I wandered through the Museum – which has English translation for perhaps 1/3 of its exhibits – many of the rest of these are self-explanatory.   However, this trip has helped me see what a disadvantage it is to not understand the language where I’m traveling.  I had no idea that the Koreans revere their royal family – which brought Korea into the community of nations in the late 19th century and pioneered improving relations with the rest of the world. I  also would not have guessed how much trouble they took to appropriate bury the placentas of royals - and early childhood education for the prince started in the womb!  

Korea's royal rule came to a dramatic end in 1910, when Japan annexed Korea – where it would plunder the peninsular nation’s resources and people until the end of World War II.   The last survivor of the royal family line died in 1950.

The Palace itself reminds me of the Forbidden City in Peking – but it’s not quite as big, and it is swarming with kids on field trips.  It’s also been restored lovingly, but there are big skyscrapers virtually touching the Palace grounds, and fighting against development here seems like a lost cause.  One more Asian incongruity is LED billboards and lights flashing upon the ancient palace grounds. The palace had ceremonial changing of the guard, and one of the staff shot my photo after asking “You cold?”  You can get a sense of this by looking at everyone else’s dress.

I had a nice hot chocolate (accompanied by Goldongbon – the royal version of bimbimbop -- at the museum coffee shop after freezing on the palace grounds.  I picked up a quick Korea travelog for the plane at the museum gift shop (Peep into at Korea, Kevin Hayes, 2005).  I was a bit disturbed to read of gastroenteritis from Korean food just as I was finishing some myself.  I skipped the Kim Chi this time – since I’m on the way home and trying to avoid a garlic dose.

Then I hoped to return to Incheon International Airport via subway –  anything to avoid standing outside in my thin fleece waiting for the bus. I found a very helpful employee who explained carefully the two transfers I’d have to make and suggested it would take two hours.  I thanked him (Come sah me don)  and went directly to the bus stop, where the same driver who dropped me off arrived quickly doing the return run. 
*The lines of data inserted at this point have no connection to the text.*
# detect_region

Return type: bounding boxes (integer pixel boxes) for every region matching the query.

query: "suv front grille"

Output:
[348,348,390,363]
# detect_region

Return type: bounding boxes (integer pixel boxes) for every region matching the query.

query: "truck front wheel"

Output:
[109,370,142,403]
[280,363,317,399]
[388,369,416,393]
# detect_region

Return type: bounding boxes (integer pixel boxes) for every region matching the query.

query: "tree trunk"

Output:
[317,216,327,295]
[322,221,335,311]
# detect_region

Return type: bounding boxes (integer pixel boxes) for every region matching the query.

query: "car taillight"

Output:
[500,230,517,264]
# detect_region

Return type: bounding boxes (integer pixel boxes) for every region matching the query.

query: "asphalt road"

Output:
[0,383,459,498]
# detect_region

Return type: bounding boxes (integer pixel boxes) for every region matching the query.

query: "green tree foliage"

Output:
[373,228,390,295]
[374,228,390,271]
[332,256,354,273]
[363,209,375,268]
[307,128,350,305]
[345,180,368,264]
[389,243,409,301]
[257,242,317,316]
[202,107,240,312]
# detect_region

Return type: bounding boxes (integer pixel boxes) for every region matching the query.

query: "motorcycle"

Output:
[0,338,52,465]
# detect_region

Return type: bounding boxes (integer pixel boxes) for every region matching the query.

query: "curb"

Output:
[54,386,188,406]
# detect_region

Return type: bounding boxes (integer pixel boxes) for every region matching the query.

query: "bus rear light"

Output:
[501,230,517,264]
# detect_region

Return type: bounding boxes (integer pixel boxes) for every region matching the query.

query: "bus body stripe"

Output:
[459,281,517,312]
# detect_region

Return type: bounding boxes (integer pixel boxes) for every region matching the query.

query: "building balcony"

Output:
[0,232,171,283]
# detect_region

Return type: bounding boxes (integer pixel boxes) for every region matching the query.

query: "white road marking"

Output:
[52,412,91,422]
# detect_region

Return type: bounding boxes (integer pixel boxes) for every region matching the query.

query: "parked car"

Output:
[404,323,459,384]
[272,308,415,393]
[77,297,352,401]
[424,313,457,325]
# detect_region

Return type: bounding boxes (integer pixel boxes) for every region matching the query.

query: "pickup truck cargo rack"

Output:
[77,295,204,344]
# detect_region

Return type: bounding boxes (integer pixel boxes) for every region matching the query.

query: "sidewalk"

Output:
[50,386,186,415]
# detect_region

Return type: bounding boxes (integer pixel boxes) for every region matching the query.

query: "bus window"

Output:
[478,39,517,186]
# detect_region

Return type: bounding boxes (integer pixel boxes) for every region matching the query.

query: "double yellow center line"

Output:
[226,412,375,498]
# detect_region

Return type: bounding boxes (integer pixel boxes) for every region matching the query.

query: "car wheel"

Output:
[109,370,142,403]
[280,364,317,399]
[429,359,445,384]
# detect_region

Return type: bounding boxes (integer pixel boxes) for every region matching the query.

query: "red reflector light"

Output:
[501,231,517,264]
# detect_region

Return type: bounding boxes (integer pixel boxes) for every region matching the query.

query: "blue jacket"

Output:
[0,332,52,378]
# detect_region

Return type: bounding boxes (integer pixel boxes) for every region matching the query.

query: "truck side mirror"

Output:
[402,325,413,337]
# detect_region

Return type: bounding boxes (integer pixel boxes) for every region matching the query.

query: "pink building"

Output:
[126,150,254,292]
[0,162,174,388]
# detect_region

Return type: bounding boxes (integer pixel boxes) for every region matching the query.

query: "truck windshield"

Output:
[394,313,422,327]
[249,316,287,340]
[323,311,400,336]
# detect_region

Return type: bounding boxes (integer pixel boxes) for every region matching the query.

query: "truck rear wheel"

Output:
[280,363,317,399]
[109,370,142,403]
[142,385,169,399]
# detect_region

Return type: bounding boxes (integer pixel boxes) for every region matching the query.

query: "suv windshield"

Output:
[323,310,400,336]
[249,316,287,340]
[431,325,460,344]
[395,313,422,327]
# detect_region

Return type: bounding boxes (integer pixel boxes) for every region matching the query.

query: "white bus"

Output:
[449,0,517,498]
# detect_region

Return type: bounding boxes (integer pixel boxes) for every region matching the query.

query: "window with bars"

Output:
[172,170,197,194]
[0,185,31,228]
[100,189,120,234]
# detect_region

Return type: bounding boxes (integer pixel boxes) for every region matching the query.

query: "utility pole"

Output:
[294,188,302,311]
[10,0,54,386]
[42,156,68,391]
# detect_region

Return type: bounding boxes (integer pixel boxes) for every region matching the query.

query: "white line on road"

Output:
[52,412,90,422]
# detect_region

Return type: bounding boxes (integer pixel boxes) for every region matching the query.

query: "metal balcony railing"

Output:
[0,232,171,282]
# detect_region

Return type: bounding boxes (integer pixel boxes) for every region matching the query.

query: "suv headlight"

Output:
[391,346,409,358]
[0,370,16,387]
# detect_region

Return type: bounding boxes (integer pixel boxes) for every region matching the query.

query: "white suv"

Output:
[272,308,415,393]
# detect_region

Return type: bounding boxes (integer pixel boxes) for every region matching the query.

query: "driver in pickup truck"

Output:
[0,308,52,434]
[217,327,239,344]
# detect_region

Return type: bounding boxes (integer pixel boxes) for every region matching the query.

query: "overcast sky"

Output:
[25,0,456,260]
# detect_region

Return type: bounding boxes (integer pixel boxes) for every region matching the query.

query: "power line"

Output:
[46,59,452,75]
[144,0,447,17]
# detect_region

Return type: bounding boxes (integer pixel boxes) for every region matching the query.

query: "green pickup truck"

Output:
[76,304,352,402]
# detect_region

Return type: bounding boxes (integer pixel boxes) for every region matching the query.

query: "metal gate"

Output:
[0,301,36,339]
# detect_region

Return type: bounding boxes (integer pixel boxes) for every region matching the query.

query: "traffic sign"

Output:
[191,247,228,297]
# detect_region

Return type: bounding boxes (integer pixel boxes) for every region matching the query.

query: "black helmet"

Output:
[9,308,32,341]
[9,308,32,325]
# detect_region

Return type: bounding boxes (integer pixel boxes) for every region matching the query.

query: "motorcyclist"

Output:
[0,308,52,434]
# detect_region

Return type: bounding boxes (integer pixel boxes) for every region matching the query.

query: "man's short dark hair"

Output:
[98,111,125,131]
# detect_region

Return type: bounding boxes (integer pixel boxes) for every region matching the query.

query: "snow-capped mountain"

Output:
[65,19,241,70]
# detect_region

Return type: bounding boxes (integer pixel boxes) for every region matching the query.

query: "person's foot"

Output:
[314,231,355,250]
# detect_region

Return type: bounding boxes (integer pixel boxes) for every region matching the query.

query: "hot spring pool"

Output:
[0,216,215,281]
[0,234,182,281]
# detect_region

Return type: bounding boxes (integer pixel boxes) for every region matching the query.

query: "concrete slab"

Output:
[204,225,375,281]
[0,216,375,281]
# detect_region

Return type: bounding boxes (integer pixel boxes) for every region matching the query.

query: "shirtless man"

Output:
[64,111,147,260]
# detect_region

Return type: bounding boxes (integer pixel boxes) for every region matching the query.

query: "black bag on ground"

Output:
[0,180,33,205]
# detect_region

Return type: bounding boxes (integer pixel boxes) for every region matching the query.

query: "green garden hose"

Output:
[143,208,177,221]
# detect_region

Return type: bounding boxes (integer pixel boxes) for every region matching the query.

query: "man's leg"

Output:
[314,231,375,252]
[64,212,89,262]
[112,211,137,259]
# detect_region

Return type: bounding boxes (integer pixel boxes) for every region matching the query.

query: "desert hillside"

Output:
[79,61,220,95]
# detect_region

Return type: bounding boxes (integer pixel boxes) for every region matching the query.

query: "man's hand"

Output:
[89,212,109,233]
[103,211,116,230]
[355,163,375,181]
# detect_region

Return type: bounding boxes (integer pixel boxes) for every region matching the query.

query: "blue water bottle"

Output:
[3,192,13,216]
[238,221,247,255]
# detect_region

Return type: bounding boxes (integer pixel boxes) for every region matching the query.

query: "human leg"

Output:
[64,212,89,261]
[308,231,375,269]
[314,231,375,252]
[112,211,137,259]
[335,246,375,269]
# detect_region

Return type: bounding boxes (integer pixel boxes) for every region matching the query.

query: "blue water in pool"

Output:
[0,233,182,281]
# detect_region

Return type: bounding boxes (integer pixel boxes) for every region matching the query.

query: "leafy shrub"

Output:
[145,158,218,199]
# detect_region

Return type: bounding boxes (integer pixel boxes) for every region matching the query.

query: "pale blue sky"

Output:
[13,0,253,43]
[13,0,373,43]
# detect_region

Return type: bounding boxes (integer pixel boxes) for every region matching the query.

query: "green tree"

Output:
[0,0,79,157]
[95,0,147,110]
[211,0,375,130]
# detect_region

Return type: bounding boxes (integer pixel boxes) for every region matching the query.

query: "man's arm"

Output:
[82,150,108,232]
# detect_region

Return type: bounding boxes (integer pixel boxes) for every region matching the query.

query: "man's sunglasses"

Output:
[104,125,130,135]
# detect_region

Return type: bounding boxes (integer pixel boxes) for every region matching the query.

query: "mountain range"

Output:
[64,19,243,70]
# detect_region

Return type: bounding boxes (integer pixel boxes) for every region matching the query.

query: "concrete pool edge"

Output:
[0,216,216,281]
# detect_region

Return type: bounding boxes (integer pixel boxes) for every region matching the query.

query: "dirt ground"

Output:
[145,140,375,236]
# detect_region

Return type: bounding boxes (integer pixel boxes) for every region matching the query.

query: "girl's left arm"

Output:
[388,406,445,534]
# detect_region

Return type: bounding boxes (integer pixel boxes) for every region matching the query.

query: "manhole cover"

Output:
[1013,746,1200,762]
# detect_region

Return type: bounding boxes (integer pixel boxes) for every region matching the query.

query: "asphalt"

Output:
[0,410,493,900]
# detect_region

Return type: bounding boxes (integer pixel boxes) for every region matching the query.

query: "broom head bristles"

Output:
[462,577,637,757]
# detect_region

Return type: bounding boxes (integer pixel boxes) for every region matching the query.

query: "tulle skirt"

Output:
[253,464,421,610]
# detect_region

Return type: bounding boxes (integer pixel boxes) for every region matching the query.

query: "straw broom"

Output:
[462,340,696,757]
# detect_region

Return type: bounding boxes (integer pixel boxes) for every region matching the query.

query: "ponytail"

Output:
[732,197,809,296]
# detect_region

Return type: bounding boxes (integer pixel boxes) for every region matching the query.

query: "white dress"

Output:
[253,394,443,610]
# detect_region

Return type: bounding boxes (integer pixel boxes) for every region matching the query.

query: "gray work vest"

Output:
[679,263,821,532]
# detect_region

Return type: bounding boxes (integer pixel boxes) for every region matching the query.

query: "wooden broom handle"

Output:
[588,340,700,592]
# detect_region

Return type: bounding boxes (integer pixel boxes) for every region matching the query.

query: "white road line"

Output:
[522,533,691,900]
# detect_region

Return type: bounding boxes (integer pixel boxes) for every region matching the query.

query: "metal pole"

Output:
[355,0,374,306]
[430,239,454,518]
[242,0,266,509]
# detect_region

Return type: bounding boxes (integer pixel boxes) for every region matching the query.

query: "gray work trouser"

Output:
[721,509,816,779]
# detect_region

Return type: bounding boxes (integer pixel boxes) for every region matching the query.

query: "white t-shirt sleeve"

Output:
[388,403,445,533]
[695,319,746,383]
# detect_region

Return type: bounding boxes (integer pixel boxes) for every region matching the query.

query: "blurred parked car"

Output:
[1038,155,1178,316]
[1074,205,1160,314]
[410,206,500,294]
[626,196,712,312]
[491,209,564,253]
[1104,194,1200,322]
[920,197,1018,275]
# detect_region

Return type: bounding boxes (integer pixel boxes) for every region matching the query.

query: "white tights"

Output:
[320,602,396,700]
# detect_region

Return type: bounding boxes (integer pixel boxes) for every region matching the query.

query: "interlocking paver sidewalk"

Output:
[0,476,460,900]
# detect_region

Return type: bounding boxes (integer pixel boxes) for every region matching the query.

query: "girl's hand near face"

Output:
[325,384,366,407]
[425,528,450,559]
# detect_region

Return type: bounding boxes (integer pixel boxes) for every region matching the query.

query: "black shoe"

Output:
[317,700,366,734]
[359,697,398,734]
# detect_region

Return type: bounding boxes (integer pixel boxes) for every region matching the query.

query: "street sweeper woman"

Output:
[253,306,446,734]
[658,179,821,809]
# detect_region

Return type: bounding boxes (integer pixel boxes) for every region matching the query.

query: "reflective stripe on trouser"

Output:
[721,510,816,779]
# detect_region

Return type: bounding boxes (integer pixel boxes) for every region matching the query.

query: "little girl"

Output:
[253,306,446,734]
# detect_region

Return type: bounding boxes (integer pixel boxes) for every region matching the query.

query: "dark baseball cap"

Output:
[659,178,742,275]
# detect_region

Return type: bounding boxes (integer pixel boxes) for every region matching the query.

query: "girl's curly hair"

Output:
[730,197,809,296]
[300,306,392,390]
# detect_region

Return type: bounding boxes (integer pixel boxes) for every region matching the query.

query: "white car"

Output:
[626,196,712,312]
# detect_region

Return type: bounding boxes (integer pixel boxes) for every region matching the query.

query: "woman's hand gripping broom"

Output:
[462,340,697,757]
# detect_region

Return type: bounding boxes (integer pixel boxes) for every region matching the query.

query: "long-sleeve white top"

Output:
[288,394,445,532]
Next I’ll be boarding Asiana 202 to LAX – and it’s a daylight flight but I need to figure out how to sleep during that 12 hours otherwise I won’t be able to function at all when I get to the States.  I inadvertently left my zolpidem (generic Ambien) in my checked luggage, so I went to a pharmacy here where they suggested a very high dose of Benadryl.  I bought it just in case.




Back in Hanoi (and Leaving on a Jet Plane)

Reproduction of Common House at Museum of Ethnology

I struck out at Hanoi Airport.

We arrived at 5:30pm, and I searched for the Asiana Airlines ticket line – and it was nowhere to be found.  Turns out it doesn’t open until a few hours before the flight takes off.  Who knew?  I got the travel agency to give me their phone number – but even after I used the right prefix all I could get was a busy signal.  So – we decamped to the “Food Court,” where I had pretty awesome fish soup, and where there was a great wifi signal.

By 9pm, the Asiana line was open, and a helpful clerk took my itinerary and walked over a few stalls and furiously typed for about 40 minutes (2 short stories in “Good Scent from a Strange Mountains.”) The denouement was that there were no seats on the flight out of Hanoi --  and I appreciate their not keeping me in that line until 11:20!

I had made (nonrefundable) reservations at the Intercontinental in advance – and the hotel is even nicer than it sounded in the New York Times.   It’s built on an artificial island on West Lake, and luxurious beyond my imagination, especially after two weeks of drizzling showers over bathroom floors with drains.   It’s an oasis in Hanoi where all the staff speak English There was a generous breakfast buffet, a plush bed with a pillowtop and choice of 6 different types of pillows – and an outdoor pool where you can do real laps.   Honestly, it was hard getting myself out of this resort after the evening of peaceful sleep.  The internet was even fast enough to watch John Stewart ape Glen Beck (hilarious) and upload most of my photos to Shutterfly. (I’ll be posting URLs in the relevant blog entries in the future.)
Water Puppet Theater

I did get out though, and visited the Museum of Ethnology– where I read explanations about the housing and farming choices of the Dao (I spelled the tribe “Zhou” earlier – since that’s how it’s pronounced) and the Hmong.  The museum also has a huge outdoor exhibit where houses are reconstructed, including an impressive multistory community house (from Vietnam’s central highlands –not where we cycled).   There was a boisterous high school class on a fieldtrip – so it took awhile to climb down from the community house since the high schoolers were posing for multiple pictures.
Sculpture of Vietnamese captives when Hoa Lo was the French Colonial prison. 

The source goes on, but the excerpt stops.